I understand the distinction between TIF surplus as discrete capital funds and the operating funds required for ongoing support staff wages. I also understand the mechanism by which Lincoln Yards will be getting its money, that it is not cash up front. I think the Lasalle Street transfer tax needs to be looked at seriously. That is a progressive tax and I don't know that the political will will be higher than it is now with the most progressive city council in a long time. But I also think pension reform is unavoidable. Getting a full pension for 30 years after 30 years of teaching does not feel appropriate. I am not going to act like I've sat with the numbers or thought through all the adjacent consequences. I don't want to see labor weakened in the face of massive privatization. But I also know that most of the revenue solutions on the table to fund pensions are regressive taxes and that's not good either.
I have to admit I probably couldn't give you a full rundown on the pros and cons of that one. CME are *probably* bluffing when they say they'd bail on Chicago if it happened, but I can guarantee that prop shops like the company my brother worked at for a while as a trader would move almost instantly if it affected them. Though I wouldn't be too optimistic about the progressive aldermen getting things done either way. We lost a left-leaning pragmatist in Arena and these new kids on the block seem mostly interested in grandstanding. As of this week, the DSA and CTU is feuding with Scott Waugespack too, which seems like a great way to make yourselves irrelevant.

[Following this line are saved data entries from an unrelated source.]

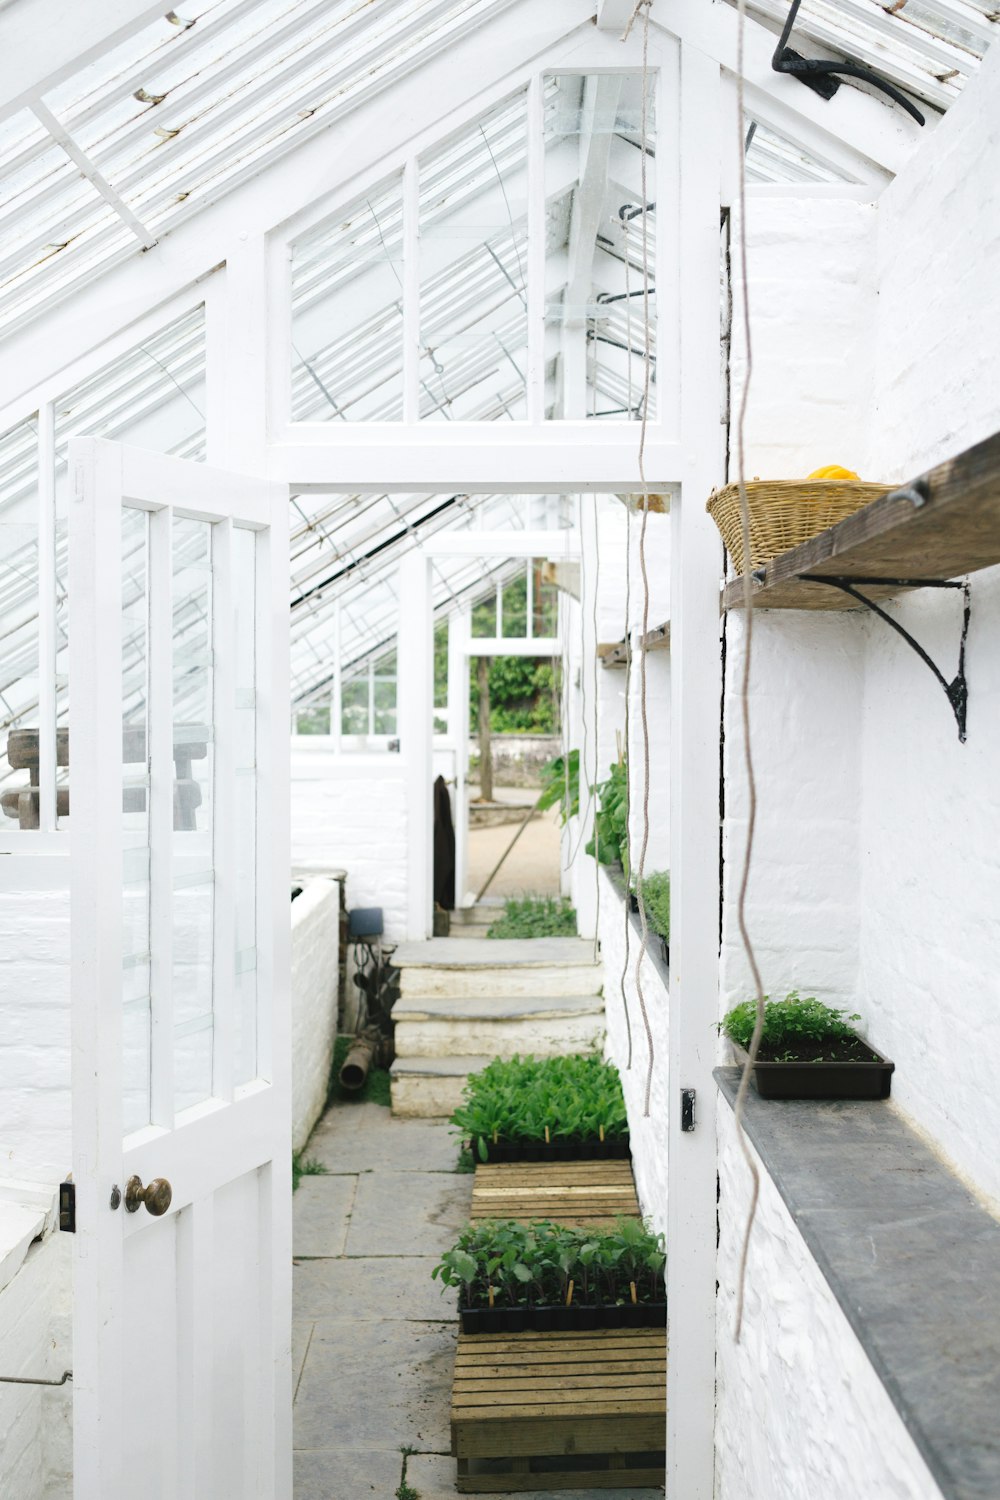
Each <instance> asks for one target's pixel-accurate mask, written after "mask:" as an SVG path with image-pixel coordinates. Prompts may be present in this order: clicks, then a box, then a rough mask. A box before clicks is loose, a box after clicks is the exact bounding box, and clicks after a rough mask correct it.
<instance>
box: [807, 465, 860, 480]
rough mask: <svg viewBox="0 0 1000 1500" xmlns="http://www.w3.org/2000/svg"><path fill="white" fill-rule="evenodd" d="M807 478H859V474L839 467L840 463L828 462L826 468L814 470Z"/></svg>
mask: <svg viewBox="0 0 1000 1500" xmlns="http://www.w3.org/2000/svg"><path fill="white" fill-rule="evenodd" d="M808 478H861V474H855V471H853V469H846V468H841V465H840V463H828V465H826V468H822V469H814V471H813V472H811V474H810V475H808Z"/></svg>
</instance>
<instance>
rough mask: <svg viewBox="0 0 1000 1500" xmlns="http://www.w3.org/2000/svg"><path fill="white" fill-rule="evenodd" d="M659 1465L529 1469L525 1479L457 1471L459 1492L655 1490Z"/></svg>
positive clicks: (665, 1465) (661, 1481)
mask: <svg viewBox="0 0 1000 1500" xmlns="http://www.w3.org/2000/svg"><path fill="white" fill-rule="evenodd" d="M664 1470H666V1454H664V1466H663V1467H661V1469H615V1470H610V1469H586V1470H580V1469H573V1470H567V1472H565V1473H553V1472H549V1473H535V1472H531V1473H529V1475H528V1478H526V1481H525V1482H522V1476H520V1475H513V1473H511V1475H463V1473H462V1472H459V1476H457V1479H456V1490H457V1491H459V1494H514V1493H517V1491H519V1490H624V1488H628V1487H631V1488H633V1490H655V1488H660V1487H661V1485H663V1481H664Z"/></svg>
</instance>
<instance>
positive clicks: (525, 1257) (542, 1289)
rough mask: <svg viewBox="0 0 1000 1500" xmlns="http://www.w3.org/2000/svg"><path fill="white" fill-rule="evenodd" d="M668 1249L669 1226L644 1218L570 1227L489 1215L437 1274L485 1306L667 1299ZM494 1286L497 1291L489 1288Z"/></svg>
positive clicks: (487, 1306)
mask: <svg viewBox="0 0 1000 1500" xmlns="http://www.w3.org/2000/svg"><path fill="white" fill-rule="evenodd" d="M666 1260H667V1254H666V1248H664V1241H663V1235H654V1233H652V1232H651V1230H649V1229H648V1227H646V1226H645V1224H643V1223H642V1220H636V1218H633V1220H630V1218H622V1220H618V1223H616V1224H615V1227H613V1229H570V1227H567V1226H565V1224H552V1223H549V1221H547V1220H540V1221H537V1223H532V1224H522V1223H517V1221H514V1220H486V1221H481V1223H478V1224H469V1226H468V1227H466V1229H465V1230H463V1232H462V1236H460V1238H459V1242H457V1244H456V1245H454V1247H453V1250H450V1251H448V1253H447V1254H445V1256H442V1259H441V1262H439V1263H438V1265H436V1266H435V1268H433V1271H432V1277H433V1278H435V1280H436V1281H441V1284H442V1287H456V1289H457V1290H459V1302H460V1305H462V1307H468V1308H477V1307H478V1308H484V1307H493V1305H501V1307H525V1308H531V1307H561V1305H565V1302H567V1299H568V1298H570V1283H573V1293H571V1296H573V1301H576V1302H577V1304H585V1305H588V1304H598V1305H604V1307H607V1305H619V1304H625V1302H630V1301H633V1287H634V1293H636V1295H634V1301H636V1302H640V1304H649V1302H663V1299H664V1286H663V1269H664V1266H666ZM490 1293H492V1296H490Z"/></svg>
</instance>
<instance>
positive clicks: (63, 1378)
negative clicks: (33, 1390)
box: [0, 1370, 73, 1386]
mask: <svg viewBox="0 0 1000 1500" xmlns="http://www.w3.org/2000/svg"><path fill="white" fill-rule="evenodd" d="M72 1379H73V1373H72V1370H64V1371H63V1377H61V1380H31V1377H30V1376H0V1386H64V1385H66V1382H67V1380H72Z"/></svg>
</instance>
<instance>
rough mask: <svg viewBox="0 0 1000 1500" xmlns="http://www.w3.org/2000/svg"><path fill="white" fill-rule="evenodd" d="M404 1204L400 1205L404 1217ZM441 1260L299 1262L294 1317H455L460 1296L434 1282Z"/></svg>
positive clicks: (401, 1318) (417, 1259) (295, 1288)
mask: <svg viewBox="0 0 1000 1500" xmlns="http://www.w3.org/2000/svg"><path fill="white" fill-rule="evenodd" d="M402 1214H405V1205H400V1215H402ZM438 1260H439V1257H438V1256H412V1257H408V1259H406V1260H393V1259H388V1257H387V1259H384V1260H300V1262H298V1263H297V1265H295V1275H294V1283H292V1308H294V1314H292V1316H294V1317H295V1319H321V1317H351V1319H360V1320H364V1322H378V1320H379V1319H388V1320H393V1319H412V1320H414V1322H423V1323H441V1322H444V1320H447V1319H457V1316H459V1314H457V1295H456V1293H454V1292H444V1293H442V1292H441V1287H439V1283H436V1281H432V1280H430V1272H432V1271H433V1268H435V1266H436V1263H438Z"/></svg>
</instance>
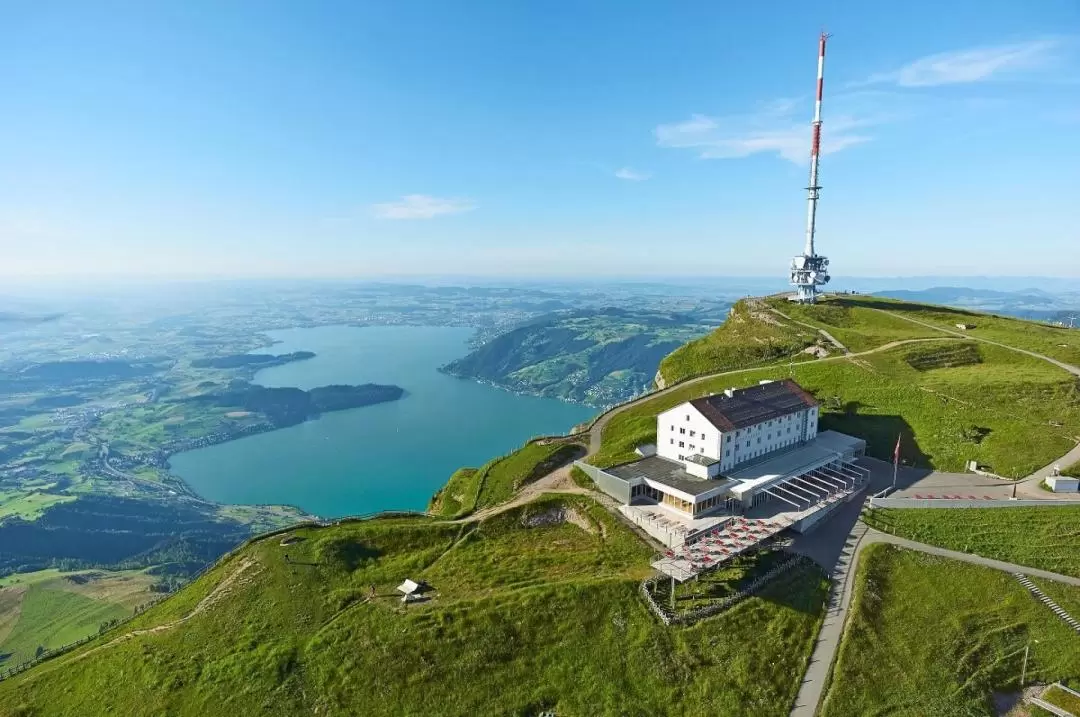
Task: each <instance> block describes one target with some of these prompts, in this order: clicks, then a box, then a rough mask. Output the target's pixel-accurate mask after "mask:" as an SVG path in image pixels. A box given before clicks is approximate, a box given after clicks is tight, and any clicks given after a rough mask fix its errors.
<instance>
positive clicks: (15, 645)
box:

where are the Lasalle Street trading firms gonna go? New York? and while it doesn't solve any problems, there would be some visceral satisfaction in seeing them own their greed publicly and leave
Waukegan has, in classic fashion, taken the bullshit "casino will save our town" disaster and turned it up to 11 by: putting the bid location essentially in Park City killing two birds with one stone. Those two birds are - 1)make sure we don't ever renovate the only decent thing in town, our lakefront and 2) make sure we don't improve the only other thing that attracts people to a town - the schools the cherry on this shit sundae is that they so fvcked up the normal shadiness of these bullshit casino deals (bribery, payola, real estate scamming) that they're also being sued by Potawotamie Casinos. wtf
I am watching Fox news cover the impeachment trial, do it if you want to know how 45% of the population is consuming this.
Ok, so I went to ballotpedia to see what my upcoming elections will be, shit I got like 6 of them this year. WTF? why do we have 5 primary elections? https://ballotpedia.org/Sample_Ballot_Lookup
At least I can go to the library and vote whenever I feel like it starting in a few weeks and don't have to give up my evening in an elementary school gym filled with nutty partisans, so we have that going for us.
Primaries are pretty stupid they way they are run (there should be something like 5 or 6 primary days total, set maybe a week or less apart and all in March), but the caucus idea is idiotic.
Did you click o That is not what they are asking. You are to select the date (March 17, 2020) and they provide the sample ballot. It is pretty much that simple.